My read of the current state is that the VLM-based tools (Be My AI, Seeing AI, the Be My Eyes Meta glasses integration) are strong at describing a scene but weak at the spatial part, things like how far, which direction, what's behind what, and that the tools offering real spatial precision usually depend on pre-scanned environments or a fixed object vocabulary, so they fall apart in unfamiliar or dynamic spaces. I want to know whether that framing holds up against your actual use.

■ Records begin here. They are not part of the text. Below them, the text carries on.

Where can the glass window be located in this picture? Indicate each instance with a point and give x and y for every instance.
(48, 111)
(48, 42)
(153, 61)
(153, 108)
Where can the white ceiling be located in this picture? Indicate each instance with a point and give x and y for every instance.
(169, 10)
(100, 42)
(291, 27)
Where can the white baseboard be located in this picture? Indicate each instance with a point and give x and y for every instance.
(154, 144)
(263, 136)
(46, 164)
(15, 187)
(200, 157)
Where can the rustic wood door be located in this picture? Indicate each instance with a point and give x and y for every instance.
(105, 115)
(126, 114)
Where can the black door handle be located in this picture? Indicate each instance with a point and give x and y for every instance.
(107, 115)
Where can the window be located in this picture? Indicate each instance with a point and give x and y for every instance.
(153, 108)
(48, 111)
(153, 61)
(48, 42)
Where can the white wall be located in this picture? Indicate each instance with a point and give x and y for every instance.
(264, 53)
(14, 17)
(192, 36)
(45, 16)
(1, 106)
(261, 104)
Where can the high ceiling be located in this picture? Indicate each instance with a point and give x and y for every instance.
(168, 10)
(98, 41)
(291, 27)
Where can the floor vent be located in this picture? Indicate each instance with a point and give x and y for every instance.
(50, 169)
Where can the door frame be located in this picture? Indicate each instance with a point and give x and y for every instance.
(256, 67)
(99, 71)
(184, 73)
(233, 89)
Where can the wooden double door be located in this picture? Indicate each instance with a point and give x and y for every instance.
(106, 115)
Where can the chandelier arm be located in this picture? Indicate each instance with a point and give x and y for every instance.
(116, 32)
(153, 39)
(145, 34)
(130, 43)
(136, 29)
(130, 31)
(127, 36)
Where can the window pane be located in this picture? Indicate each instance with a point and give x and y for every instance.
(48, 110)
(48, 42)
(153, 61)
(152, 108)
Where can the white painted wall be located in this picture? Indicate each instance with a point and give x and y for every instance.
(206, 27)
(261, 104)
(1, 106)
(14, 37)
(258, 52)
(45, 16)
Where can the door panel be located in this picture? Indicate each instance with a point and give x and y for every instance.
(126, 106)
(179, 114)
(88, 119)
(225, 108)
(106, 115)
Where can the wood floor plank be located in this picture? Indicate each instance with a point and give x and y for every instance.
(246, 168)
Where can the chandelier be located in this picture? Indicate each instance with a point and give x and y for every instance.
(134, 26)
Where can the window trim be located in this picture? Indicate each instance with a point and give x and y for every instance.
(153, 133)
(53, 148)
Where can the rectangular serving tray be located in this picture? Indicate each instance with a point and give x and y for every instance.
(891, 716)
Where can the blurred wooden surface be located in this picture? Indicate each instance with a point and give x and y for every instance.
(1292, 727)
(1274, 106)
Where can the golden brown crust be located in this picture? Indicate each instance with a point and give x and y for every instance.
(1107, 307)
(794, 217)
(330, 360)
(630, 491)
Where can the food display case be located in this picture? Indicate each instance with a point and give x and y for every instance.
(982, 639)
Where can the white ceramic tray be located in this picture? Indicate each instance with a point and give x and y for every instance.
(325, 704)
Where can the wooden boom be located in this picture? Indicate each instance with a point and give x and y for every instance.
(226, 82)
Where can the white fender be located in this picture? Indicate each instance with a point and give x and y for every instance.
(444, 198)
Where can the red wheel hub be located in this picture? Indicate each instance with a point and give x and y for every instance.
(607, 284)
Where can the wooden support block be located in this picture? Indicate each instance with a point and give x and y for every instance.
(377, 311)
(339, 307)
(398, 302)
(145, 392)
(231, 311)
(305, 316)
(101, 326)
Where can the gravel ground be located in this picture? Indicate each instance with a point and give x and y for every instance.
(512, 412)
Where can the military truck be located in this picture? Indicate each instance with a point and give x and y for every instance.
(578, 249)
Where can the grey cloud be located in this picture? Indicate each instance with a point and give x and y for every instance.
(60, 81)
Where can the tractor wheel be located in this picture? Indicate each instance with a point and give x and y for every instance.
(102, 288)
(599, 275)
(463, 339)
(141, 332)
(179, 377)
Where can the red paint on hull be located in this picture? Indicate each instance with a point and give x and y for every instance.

Specifically, 1. when was the last time one of these tools let you down and what happened, 2. whether indoor or outdoor navigation is the harder problem for you, 3. whether holding a phone versus wearable glasses changes use something day to day.
Comments
Indoor navigation
I think there's a few apps that **can** do indoor navigation if you have a Pro model iPhone, like SeeingAI. I never tried it on my 12 Pro so I don't know if it's any good, I now have a regular 16. But I'd love something that can do indoor navigation, either something like Soundscape and Voice Vista, telling you what stores you're walking past, or have something come through Meta glasses or similar.
And yes, the Meta glasses aren't too wonderful at saying how far something is. For example, I can get as far as "Is there a bin nearby?" and it'll tell me that, but it's up to me to clonk around and find the bin.
Last 50 feet and in door navigation
The last 50 feet outdoors, and in-door navigation are the classis and still mostly unsolved problems. I understand there is an iBeacon system (I think that's its name) that is trying to help basically make GPS for in-door but since it requires installing them we know how well that will go for anything less than an airport.
And outdoors GPS navigation apps are pretty good but I can't navigate an unmarked roundabout (meaning no sidewalks or tactile crossing) with them either. I feel it about needs a vision-based system. Maybe I just need a Waymo car, the only thing that seems able to do it autonomously.